M.A : Ce sont des fausses accusations contre lesquelles je m’insurge. Les gens nous accusent par moment à tort. Quand nous avons fait la réunion de rentrée à Ste-Marie avec le ministre Bleu Lainé, le droit d’inscription a été fixé à 5000 FCFA. Quand on a lancé les inscriptions, que nous avons entrepris des tournées pour voir si le montant est respecté. Au cours de cette tournée, on interpelle ceux qui ne respectent pas les consignes. Et c’est ce que nous avons fait à Attécoubé dont vous parlez où les inscriptions sont faites à 21000 FCFA. A Ste-Marie, on fait l’inscription à 17000 FCFA et quand nous avons marqué notre désaccord, ils ont expliqué les raisons de cette augmentation. A Attécoubé, on prend 21000 FCFA sans justifications. On dit non. Il faut justifier l’augmentation. C’est ça qui nous a amené à arrêter les inscriptions. Ce qui se passe à Attécoubé est une escroquerie que nous avons tenu à expliquer aux parents lors d’un meeting sur les lieux. Ils nous ont applaudis parce qu’ils ont compris qu’ils étaient en train d’être dupés. Ils ont voulu manipuler la population pour dire que la Fesci perturbe. Et pourtant, c’étaient eux qui voulaient escroquer la population.
LP : Malgré votre opposition, le chef de l’Etat semble approuver les 50 000 FCFA de frais d’inscription à l’Université…

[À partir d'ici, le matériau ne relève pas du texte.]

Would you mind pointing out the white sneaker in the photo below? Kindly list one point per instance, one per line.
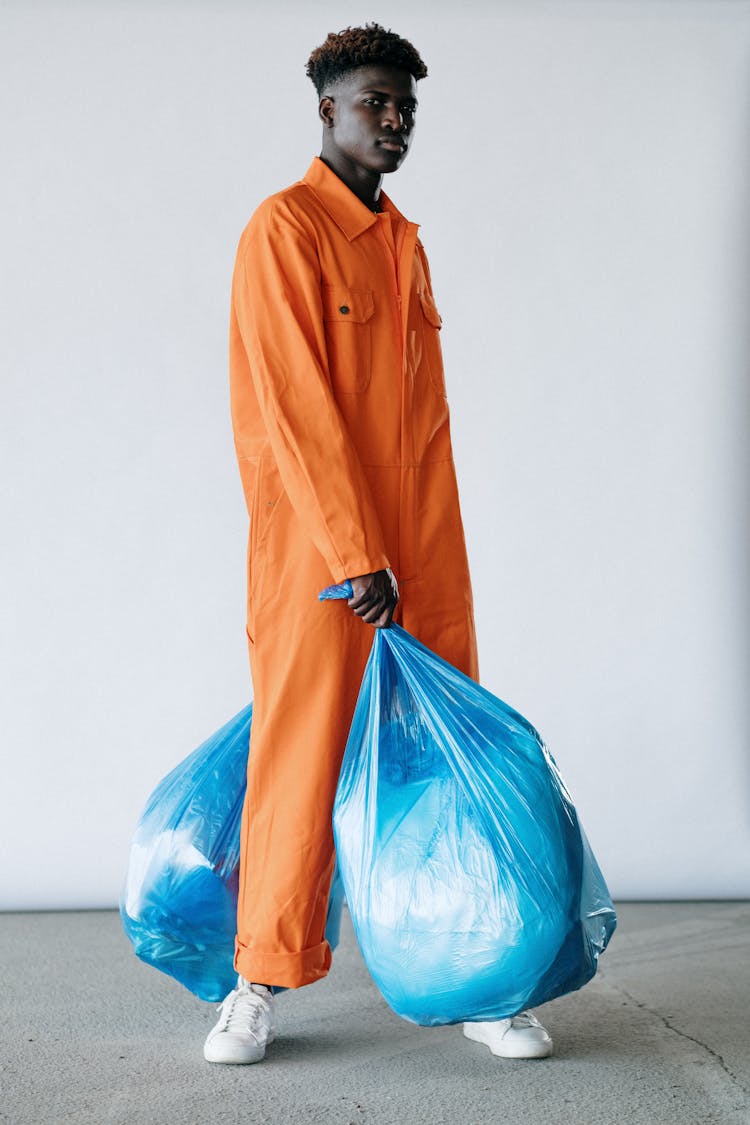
(245, 1026)
(520, 1037)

M. A : Il a donné sa position, son avis sur la question. Mais nous, nous sommes des syndicalistes. Nous défendons nos intérêts. Ce n’est pas parce que le chef de l’Etat est d’accord que cela s’impose automatiquement à nous. Les étudiants ont leur mot à dire sur tout ce qui concerne l’université surtout quand il s’agit d’une question cruciale comme celle de l’augmentation. Les syndicats ont leur position à donner. C’est vrai, au cours de son discours, il a dit que si ça ne tenait qu’à lui, il augmenterait l’inscription à 50 000 FCFA. Mais cela ne veut pas dire que ça s’impose à nous.